Kraken became the Official Crypto Exchange Supporter of the 2026 World Cup on June 9, just two days before the tournament kicked off on June 11.

Chiliz, the platform behind most national team fan tokens, has been one of the primary beneficiaries. CHZ, the native token powering the Chiliz ecosystem, has rallied 28% since the tournament began. That price movement correlates with match outcomes and the broader surge in fan engagement that accompanies every World Cup cycle, except this time the engagement is tokenized.

Fan tokens for national teams like Argentina and Portugal have seen increased trading activity and market interest during the tournament.

Chiliz has also introduced what it calls the “Burn to Glory” program. The mechanics are straightforward: token burns start at 1% of treasury holdings per national team win and scale up to 10% for the final. In English, that means the supply of tokens shrinks as teams advance, creating artificial scarcity that theoretically pushes prices higher.

Beyond Chiliz, the tournament has also attracted Avalanche-powered collectibles and a wave of meme tokens on the Solana network themed around World Cup narratives.

What this means for investors

The regulatory environment has shifted in ways that help. Fan tokens are increasingly being classified as collectibles rather than securities, which opens the door to broader marketing and distribution.
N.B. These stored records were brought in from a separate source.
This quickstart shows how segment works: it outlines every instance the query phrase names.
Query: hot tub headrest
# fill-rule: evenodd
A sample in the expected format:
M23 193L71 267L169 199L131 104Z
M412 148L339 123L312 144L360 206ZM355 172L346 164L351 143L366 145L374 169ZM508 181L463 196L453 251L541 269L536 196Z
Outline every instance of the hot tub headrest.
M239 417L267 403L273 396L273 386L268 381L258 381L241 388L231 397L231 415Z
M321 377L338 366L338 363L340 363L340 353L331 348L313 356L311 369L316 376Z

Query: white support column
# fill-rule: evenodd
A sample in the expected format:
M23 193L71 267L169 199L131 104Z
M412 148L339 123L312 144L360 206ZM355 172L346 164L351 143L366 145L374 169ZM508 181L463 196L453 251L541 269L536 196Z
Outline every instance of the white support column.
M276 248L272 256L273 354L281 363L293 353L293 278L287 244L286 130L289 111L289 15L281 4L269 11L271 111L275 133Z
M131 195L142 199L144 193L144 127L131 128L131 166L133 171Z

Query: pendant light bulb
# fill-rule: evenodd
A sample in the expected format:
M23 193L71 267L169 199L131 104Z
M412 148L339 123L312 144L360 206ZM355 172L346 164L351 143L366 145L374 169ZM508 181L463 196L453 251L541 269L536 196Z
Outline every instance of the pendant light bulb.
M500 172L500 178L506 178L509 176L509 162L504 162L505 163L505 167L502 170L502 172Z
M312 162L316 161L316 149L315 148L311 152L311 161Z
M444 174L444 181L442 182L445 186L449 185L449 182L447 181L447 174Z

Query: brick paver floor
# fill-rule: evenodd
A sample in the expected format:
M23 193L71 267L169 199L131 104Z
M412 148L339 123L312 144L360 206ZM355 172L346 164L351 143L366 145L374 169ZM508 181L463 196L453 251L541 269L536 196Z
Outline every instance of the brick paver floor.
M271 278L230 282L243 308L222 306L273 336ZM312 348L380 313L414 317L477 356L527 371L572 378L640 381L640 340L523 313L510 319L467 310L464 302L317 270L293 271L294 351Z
That distinction matters enormously. Securities classification means compliance headaches, restricted access, and limited marketing. Collectible classification means fan tokens can be sold more like trading cards than investment contracts.

For traders, the Chiliz “Burn to Glory” model creates predictable catalysts. Every match is a potential supply shock for the winning team’s token. An early elimination can crater a fan token’s value just as quickly as a quarterfinal win can inflate it.